Kamala Harris’ next goal- to succeed Biden in 2024
“My point was: I am who I am. I'm good with it,” she said, arguing that politicians should not have to fit into compartments because of their colour or background
The pair of Joe Biden and Kamala Harris is set to make history together - Biden as the oldest ever US president, and Harris as both the first female and the first Black and Asian American to be vice president.
"We did it, we did it, Joe," exclaimed vice president-elect Kamala Harris on Saturday as she congratulated Joe Biden on his victory, reports the Daily Mail.
Mother of Kamala Harris, Shyamala Gopalan was from India and her father was Jamaican. After they divorced, she was raised by her Hindu single mother, a cancer researcher and civil-rights activist.
"My mother would say to me, "Kamala, you may be the first to do many things, but make sure you're not the last," Harris recalled last year.
A lawyer and former attorney general of California, she initially soared through a crowded field of Democratic candidates, only to drop out when her early gains faded.
It was, therefore, a surprise when Biden announced that he had chosen her to take on Trump and his running mate, Vice President Mike Pence.
In a volte-face, Harris tweeted: "Joe Biden can unify the American people because he's spent his life fighting for us."
She has taken a noticeably more moderate stance in recent months - being notably muted on calls by Black Lives Matter activists to defund police departments, arguing instead there should be "reform" instead.
Last year, she backed a Senate bill to legalise cannabis across America, adding: "Times have changed - marijuana should not be a crime."
It represented a U-turn from her time as attorney general when she took a hard-line stance on the drug, which critics said disproportionately affected ethnic minority communities.
Harris has also co-sponsored bills calling for tougher gun-control measures and "Medicare for All" to establish a US health system open to everyone.
While a rising star in Democratic politics for the past two decades, she was elected to the Senate only in 2016 - but has never shied away from her ambition.
"My mother always used to say, 'Don't just sit around and complain about things. Do something,'" she tweeted after Biden announced that he had chosen her as his running mate.
Her mother came to the US in the early 1960s to attend the University of California, Berkeley, and met Harris's father Donald, an economics professor, at a civil-rights protest. They married but divorced in 1971.
Kamala Harris' childhood included a spell in Canada when her mother took a job teaching in Montreal before the family returned to California. Harris went to Howard University, one of the top black colleges in America, and earned her law degree at the University of California.
She became the district attorney for San Francisco in 2003, before being elected the first woman and the first black person to serve as California's attorney general.
Harris said she has always been comfortable with her identity and describes herself simply as "an American".

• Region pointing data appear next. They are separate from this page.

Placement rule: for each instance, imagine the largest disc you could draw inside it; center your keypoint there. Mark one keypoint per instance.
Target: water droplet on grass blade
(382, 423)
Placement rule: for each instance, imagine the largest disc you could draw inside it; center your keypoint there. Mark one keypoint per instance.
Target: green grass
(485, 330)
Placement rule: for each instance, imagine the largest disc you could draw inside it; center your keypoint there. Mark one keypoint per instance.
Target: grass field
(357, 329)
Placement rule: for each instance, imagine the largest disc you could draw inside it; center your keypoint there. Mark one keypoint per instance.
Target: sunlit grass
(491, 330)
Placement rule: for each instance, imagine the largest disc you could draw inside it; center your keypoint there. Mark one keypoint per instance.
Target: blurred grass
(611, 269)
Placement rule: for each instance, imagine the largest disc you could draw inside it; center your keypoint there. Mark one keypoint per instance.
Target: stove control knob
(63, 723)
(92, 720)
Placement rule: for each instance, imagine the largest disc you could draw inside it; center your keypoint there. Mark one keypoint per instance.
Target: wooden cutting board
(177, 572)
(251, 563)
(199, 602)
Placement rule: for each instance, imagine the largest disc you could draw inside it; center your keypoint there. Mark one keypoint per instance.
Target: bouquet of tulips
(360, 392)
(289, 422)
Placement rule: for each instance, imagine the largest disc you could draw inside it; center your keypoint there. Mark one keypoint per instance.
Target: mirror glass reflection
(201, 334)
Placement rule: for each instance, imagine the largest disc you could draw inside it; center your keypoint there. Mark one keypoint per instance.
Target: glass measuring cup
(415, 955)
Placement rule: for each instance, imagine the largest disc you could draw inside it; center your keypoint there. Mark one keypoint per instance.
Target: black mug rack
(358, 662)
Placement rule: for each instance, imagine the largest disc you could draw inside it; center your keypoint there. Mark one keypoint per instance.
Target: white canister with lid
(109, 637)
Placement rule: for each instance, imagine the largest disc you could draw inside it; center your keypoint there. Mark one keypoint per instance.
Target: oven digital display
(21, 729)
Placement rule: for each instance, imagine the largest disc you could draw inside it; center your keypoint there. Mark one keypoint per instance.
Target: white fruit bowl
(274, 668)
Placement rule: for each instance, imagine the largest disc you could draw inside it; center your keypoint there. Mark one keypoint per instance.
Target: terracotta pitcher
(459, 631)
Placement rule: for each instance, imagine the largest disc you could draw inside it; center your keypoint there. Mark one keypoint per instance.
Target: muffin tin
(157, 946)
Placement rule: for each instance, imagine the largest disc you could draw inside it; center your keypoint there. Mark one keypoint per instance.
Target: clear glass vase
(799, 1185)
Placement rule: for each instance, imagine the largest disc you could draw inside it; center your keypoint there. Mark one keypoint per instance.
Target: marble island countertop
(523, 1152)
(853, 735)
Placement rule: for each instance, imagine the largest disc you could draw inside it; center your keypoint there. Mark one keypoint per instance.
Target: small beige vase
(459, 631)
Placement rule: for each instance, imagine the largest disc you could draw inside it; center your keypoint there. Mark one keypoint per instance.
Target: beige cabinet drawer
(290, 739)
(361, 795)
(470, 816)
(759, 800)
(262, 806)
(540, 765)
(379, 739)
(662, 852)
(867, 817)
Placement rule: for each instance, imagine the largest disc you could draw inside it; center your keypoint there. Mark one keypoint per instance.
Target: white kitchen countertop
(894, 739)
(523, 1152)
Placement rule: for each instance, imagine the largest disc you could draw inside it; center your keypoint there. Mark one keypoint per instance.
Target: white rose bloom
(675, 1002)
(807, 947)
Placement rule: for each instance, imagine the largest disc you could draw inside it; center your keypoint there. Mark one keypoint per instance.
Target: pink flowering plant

In an interview with The Washington Post, she argued that politicians should not have to fit into compartments because of their colour or background.
"My point was: I am who I am and I'm good with it," she said.
"You might need to figure it out, but I'm fine with it," she added.
She married Douglas Emhoff, a lawyer, in 2014 and became stepmother to his two children from a previous marriage.
After the election victory, her husband shared a picture of the couple hugging, on Twitter, adding: "So proud of you."
Harris also tweeted a video showing Americans from diverse backgrounds over "America, the Beautiful" by Ray Charles.
"This election is about so much more than Joe Biden or me," she wrote.
"It's about the soul of America and our willingness to fight for it. We have a lot of work ahead of us. Let's get started."
Given Biden's age, it is thought likely she will contest the next Presidential election for the Democrats in 2024.